Ovviamente parliamo di due modelli totalmente diversi, uno legato alla fornitura di servizi, l’altro al mero guadagno pubblicitario ma che generano entrambi cifre astronomiche che attirano, nel caso di Uber, moltissimo interesse.
In Italia è stata accolta con molto scetticismo tra le ire dei tassisti e i divieti del ministro dei trasporti Maurizio Lupi, ma dopo aver spopolato a Roma e Milano, la famosa applicazione Uber è poi sbarcata anche a Genova. La crescita della startup di San Francisco è stata esponenziale e pare destinata a non fermarsi. L’accordo con Spotify ne è la testimonianza che unita alle altre collaborazioni, a partire da Starbucks alla National Football League, per raggiungere la più ampia fetta di pubblico possibile.

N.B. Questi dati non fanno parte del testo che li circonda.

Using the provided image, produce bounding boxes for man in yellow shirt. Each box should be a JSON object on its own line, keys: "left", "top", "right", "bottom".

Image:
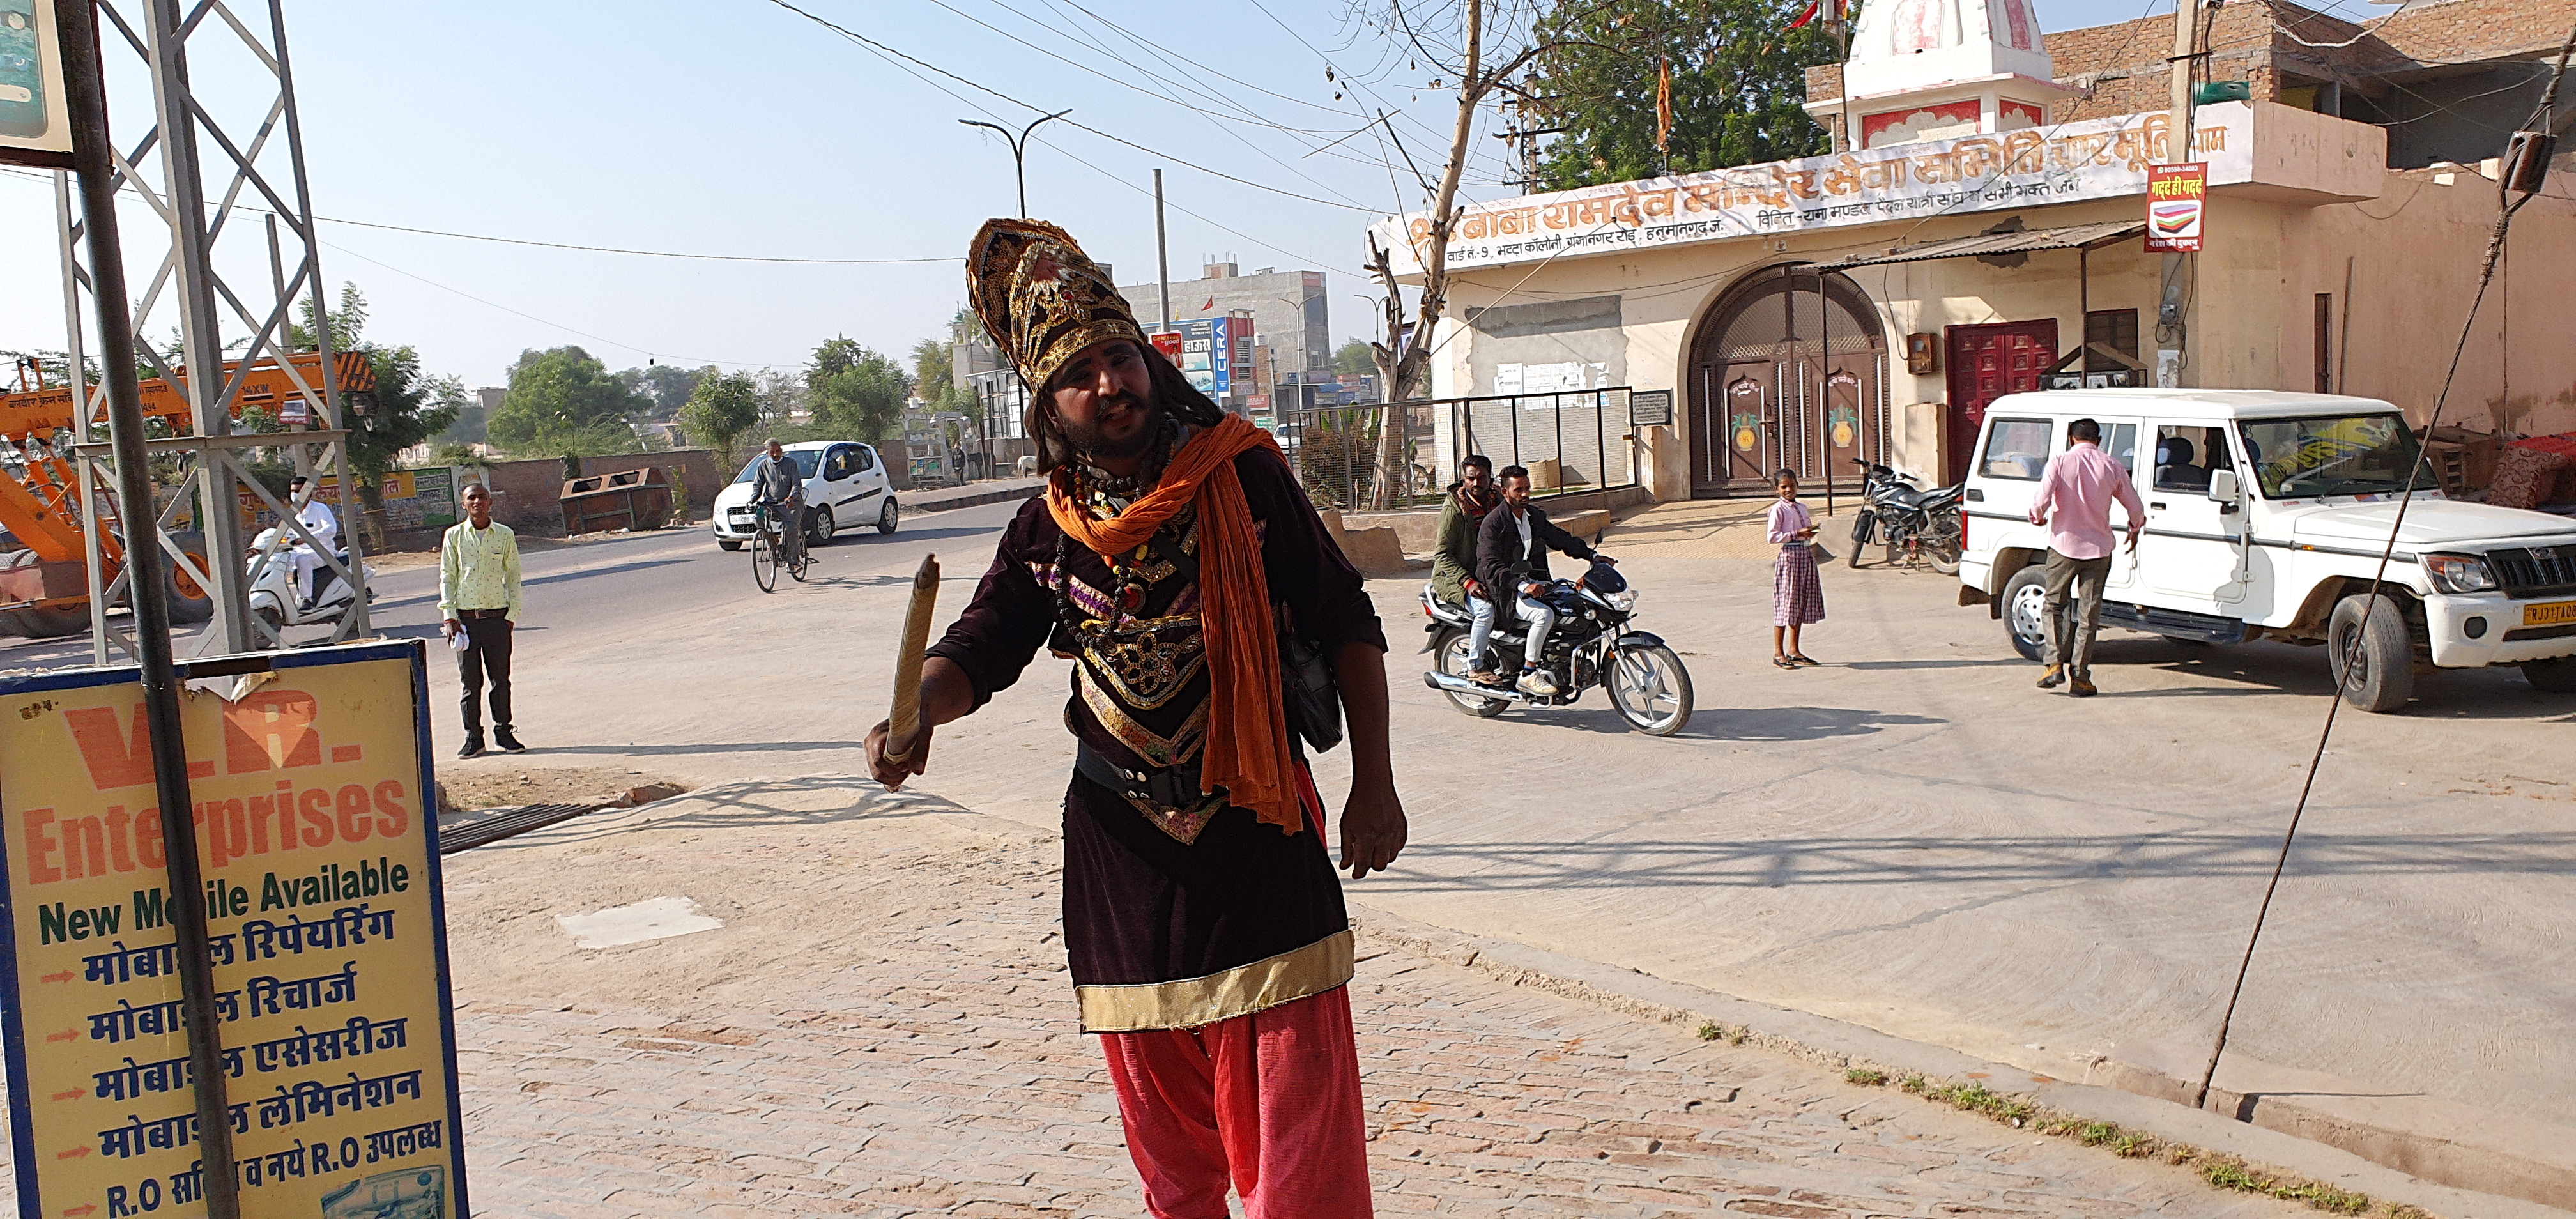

{"left": 438, "top": 483, "right": 525, "bottom": 757}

Considerando che Uber trattiene il 20% da ogni transazione effettuata con la propria App, possiamo calcolare facilmente come da ricavi di 10 miliardi di dollari si arrivi ai 2 miliardi di utile raccolto in questi anni. Soldi che comunque vengono investiti in marketing per attirare nuovi clienti e in rimborsi vari per multe varie che gli autisti subiscono, sopratutto nel nostro paese dove le norme non sono ancora chiare, e che non possono passare inosservati considerando le stime di crescita fatte fino ad ora.